Why (not) pdf?

Text Collector lets you print text messages by converting them to pdf. What we call “text messages,” of course, includes messages with both text and pictures. Sometimes they include other types of attachments, like dirty .gif files, but that’s another article. For now, I’m just discussing images and text.

On the surface, pdf seems ideal: it’s universally viewable, supports pagination, and, unlike images, includes text in a searchable way. But I don’t really like pdf as an ediscovery interchange format.

Why? Pdf is too complicated. As file formats go, it’s far from the worst monster out there, but it’s also far from simple. As a consequence, the many different programs that generate pdf often get it slightly wrong; they’re not necessarily bad programs: they’re just dealing with a complicated problem and make mistakes.

Pdf viewers grapple with the resultant problems and show you something that looks correct, so everything seems fine at first.

When you want to edit pdf, however, things quickly go wrong. For a typical ediscovery operation like stamping Bates numbers on your pdf files, the small errors compound and you have a significant chance that the result will be illegibly damaged.

Assume some set of pdf files P , and an operation b that you want to do on them to produce an output set, O .

b:P \rightarrow O

You can visually check some number v for correctness.

When the size of O is larger than v there will be some subset E, larger than zero, that is terribly broken.

E \subset O \land |O| > v \Rightarrow |E| > 0

Ulfers’ Law of Batch Pdf Editing

Second, since it is complex, pdf allows all manner of invisible content. This makes redacting pdf hazardous and if you have a highly-developed sense of self-doubt, it’s hard to shake the feeling you’ve done something wrong that allows the redaction to be removed.

So, why does Text Collector convert messages to pdf and not something else?

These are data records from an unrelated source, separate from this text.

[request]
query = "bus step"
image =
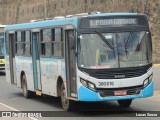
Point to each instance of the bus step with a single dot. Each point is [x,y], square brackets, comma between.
[39,93]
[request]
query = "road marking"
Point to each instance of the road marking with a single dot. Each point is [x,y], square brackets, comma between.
[156,96]
[156,65]
[16,110]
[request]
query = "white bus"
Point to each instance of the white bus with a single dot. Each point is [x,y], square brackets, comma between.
[84,57]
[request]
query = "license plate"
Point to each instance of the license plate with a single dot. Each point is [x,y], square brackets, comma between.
[120,93]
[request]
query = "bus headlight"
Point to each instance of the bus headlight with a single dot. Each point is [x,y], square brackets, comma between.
[84,83]
[150,78]
[88,84]
[145,83]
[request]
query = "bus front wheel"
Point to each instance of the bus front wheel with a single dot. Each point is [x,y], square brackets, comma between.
[26,92]
[66,103]
[125,103]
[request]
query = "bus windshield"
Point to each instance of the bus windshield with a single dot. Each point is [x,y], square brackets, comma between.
[1,45]
[121,50]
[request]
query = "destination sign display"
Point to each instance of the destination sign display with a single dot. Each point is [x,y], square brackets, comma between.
[1,29]
[108,22]
[99,22]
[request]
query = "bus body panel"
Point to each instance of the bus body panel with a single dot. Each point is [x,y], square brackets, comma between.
[24,64]
[118,83]
[52,68]
[93,96]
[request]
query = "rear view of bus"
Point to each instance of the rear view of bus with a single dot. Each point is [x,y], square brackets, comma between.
[114,58]
[2,53]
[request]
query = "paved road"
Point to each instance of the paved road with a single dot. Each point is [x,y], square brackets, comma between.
[11,99]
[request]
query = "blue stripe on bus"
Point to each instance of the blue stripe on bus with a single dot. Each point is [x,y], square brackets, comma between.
[47,23]
[65,21]
[84,94]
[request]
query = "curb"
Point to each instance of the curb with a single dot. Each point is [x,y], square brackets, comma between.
[155,65]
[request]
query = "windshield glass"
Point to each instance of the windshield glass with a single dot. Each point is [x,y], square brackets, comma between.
[1,44]
[114,50]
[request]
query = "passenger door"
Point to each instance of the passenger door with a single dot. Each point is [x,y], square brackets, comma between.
[36,59]
[70,63]
[12,58]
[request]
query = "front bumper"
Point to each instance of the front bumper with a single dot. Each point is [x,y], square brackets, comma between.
[85,94]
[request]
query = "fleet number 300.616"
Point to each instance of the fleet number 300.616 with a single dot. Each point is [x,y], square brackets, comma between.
[105,83]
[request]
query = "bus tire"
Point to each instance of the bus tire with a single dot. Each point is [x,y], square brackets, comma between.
[26,93]
[66,103]
[125,103]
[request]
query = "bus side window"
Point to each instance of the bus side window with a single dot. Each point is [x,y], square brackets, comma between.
[46,42]
[18,43]
[57,42]
[27,43]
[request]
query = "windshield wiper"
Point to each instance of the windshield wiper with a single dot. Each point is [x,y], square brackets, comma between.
[104,39]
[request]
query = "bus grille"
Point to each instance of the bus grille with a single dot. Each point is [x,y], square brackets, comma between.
[119,73]
[110,92]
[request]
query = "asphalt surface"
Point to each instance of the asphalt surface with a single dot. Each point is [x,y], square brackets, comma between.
[11,99]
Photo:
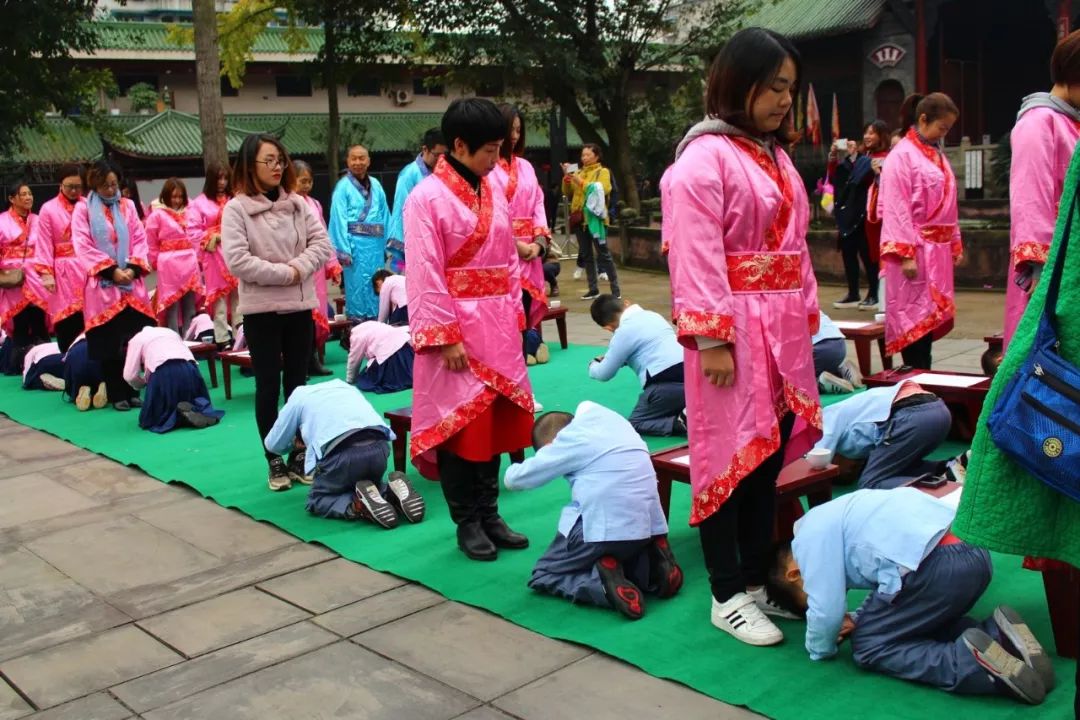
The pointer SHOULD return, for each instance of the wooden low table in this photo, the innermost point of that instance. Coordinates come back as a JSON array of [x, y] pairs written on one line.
[[964, 403], [557, 314], [206, 351], [796, 480], [863, 334], [240, 358], [401, 423]]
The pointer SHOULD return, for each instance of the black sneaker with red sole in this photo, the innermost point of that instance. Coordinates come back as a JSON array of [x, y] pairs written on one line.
[[623, 595]]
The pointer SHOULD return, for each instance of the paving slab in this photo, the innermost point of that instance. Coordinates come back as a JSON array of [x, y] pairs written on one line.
[[329, 585], [378, 610], [179, 681], [340, 681], [471, 650], [77, 668], [599, 687], [121, 554], [221, 621], [217, 530]]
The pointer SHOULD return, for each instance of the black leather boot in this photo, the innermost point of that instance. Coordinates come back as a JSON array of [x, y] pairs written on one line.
[[457, 477], [487, 490]]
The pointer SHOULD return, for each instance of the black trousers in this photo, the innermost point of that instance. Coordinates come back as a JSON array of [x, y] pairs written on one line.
[[737, 539], [855, 247], [68, 329], [918, 353], [281, 347]]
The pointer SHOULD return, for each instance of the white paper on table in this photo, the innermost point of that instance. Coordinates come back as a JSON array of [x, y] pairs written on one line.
[[944, 380]]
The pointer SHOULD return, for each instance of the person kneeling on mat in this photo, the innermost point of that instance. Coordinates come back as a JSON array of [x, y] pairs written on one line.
[[922, 580], [611, 544], [347, 448]]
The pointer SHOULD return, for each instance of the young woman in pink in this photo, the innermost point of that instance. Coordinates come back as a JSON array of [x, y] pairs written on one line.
[[173, 256], [745, 304]]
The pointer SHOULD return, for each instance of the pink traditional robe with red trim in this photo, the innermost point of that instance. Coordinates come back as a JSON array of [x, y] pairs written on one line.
[[104, 303], [54, 255], [16, 252], [173, 256], [919, 221], [517, 180], [204, 219], [1042, 144], [462, 285], [734, 223]]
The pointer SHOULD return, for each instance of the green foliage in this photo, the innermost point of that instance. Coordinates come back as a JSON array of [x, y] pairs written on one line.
[[37, 72]]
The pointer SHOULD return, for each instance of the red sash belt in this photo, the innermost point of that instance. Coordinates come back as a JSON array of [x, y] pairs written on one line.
[[765, 272], [466, 283]]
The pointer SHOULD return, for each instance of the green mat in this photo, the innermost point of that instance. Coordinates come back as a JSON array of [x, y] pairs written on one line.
[[674, 640]]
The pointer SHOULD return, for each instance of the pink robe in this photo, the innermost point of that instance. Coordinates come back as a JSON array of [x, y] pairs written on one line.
[[54, 255], [919, 221], [173, 256], [529, 220], [104, 303], [1042, 144], [16, 252], [462, 280], [332, 271], [734, 227], [204, 219]]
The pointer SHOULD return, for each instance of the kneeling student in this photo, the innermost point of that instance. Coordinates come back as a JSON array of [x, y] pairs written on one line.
[[611, 544], [175, 391], [347, 448], [922, 581], [646, 342]]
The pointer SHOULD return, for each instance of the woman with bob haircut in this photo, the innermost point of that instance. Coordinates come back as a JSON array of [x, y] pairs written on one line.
[[745, 306], [273, 244]]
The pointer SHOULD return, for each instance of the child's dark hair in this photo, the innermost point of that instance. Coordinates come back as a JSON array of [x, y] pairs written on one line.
[[380, 274], [778, 587], [475, 121], [548, 425], [605, 309]]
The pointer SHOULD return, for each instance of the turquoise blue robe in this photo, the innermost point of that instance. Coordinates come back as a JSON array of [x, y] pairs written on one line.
[[361, 236]]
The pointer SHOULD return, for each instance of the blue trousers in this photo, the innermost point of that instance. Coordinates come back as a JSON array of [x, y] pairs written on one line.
[[915, 635], [568, 567], [910, 433], [338, 472], [658, 406]]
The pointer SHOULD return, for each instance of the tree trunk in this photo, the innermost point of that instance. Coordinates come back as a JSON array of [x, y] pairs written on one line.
[[208, 82]]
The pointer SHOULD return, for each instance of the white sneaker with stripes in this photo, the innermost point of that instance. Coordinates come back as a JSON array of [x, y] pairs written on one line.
[[741, 617]]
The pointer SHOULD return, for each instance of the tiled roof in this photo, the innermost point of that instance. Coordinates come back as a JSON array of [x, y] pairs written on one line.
[[802, 19]]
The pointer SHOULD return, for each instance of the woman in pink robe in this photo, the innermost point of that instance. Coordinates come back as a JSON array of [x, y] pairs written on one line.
[[110, 242], [744, 300], [54, 261], [204, 229], [173, 256], [920, 239], [22, 308], [472, 399]]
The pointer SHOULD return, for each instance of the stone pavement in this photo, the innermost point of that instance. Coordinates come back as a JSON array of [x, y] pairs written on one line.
[[122, 597]]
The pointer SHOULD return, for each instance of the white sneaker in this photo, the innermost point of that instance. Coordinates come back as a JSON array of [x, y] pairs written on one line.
[[768, 606], [741, 617]]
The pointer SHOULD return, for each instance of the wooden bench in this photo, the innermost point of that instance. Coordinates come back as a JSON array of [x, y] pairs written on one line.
[[795, 481], [206, 351], [240, 358], [964, 403], [401, 423], [863, 334], [557, 314]]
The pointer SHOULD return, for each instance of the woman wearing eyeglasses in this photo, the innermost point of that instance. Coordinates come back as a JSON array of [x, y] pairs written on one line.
[[273, 243]]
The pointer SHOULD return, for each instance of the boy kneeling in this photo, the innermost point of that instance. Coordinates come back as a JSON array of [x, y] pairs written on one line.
[[611, 543], [347, 448], [922, 579]]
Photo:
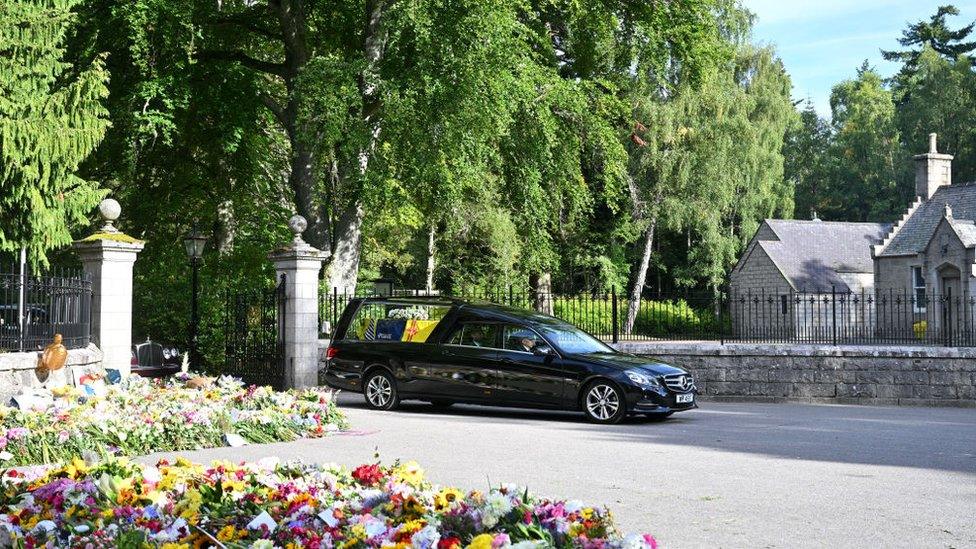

There are no suitable alternatives. Html is universally viewable but has no notion of pagination and very limited image embedding. Microsoft Word format is too easy to edit, and comparable in complexity to pdf. Mhtml never got universal support and it lacks pagination anyway. Tiffs and text are too large and useless to average people. How about svg?

So pdf it is, for better or worse.

Where have my emoji gone?

Bob, what were your six biggest challenges in developing pdf?

Dave, that’s easy. Fonts, fonts, fonts, fonts, fonts and fonts. In that order.

The most noticeable limitation of Text Collector is that when it converts your text messages to pdf, it drops emoticons. Instead of smiley faces, it displays diamond-question mark things, “replacement characters.”

As ever, fonts are the problem.

When you need to display something laid out just so, such that it prints on a page and everything fits correctly, text alone isn’t enough.

Text, nowadays, usually means some encoding of Unicode. Technically, it’s a “Unicode transformation format,” which is where we get the “utf” in utf-8. Impress your friends and family with that.

Unicode represents abstract concepts, like the idea of the letter A or a smile. Emoji, just like letters A through Z are Unicode text, but precisely how letter A or winky face actually gets written to the page depends on your font.

A A

If you want to ensure that your text fits on the page, doesn’t run over or under the things around it, or, indeed displays at all, you must also include a font. In pdf terms, this is called “font embedding,” and it is what Android’s built-in pdf library does.

So far so good: just embed the emoji font and smiles or piles of poo come along for free, right? Wrong.

Most fonts specify letter outlines and leave color of the letters up to the user. Thus, I can say that I want letter A in blue or orange and both are the same font:

A A

Not so, Google’s emoji font. It includes cats, dragons and piles of poo in glorious, and heavyweight, color. Including this font makes for a massive pdf: almost 10 megabytes, on Android 6. It only takes two or three such documents to blow past Gmail’s attachment size limit. Typical collections would run into hundreds of megabytes, or gigabytes. They could easily consume all available space on the device.

This isn’t a new problem, and there’s a well-known solution: font subsetting. That is, only include glyphs for the small handful of characters that you actually use. Android’s built-in pdf library can’t do that.

So, to get emoji, I have to bring in an entirely new pdf library… and I’ve been working on this long enough. Version 1 needs to ship. Emoji will have to wait till version 2.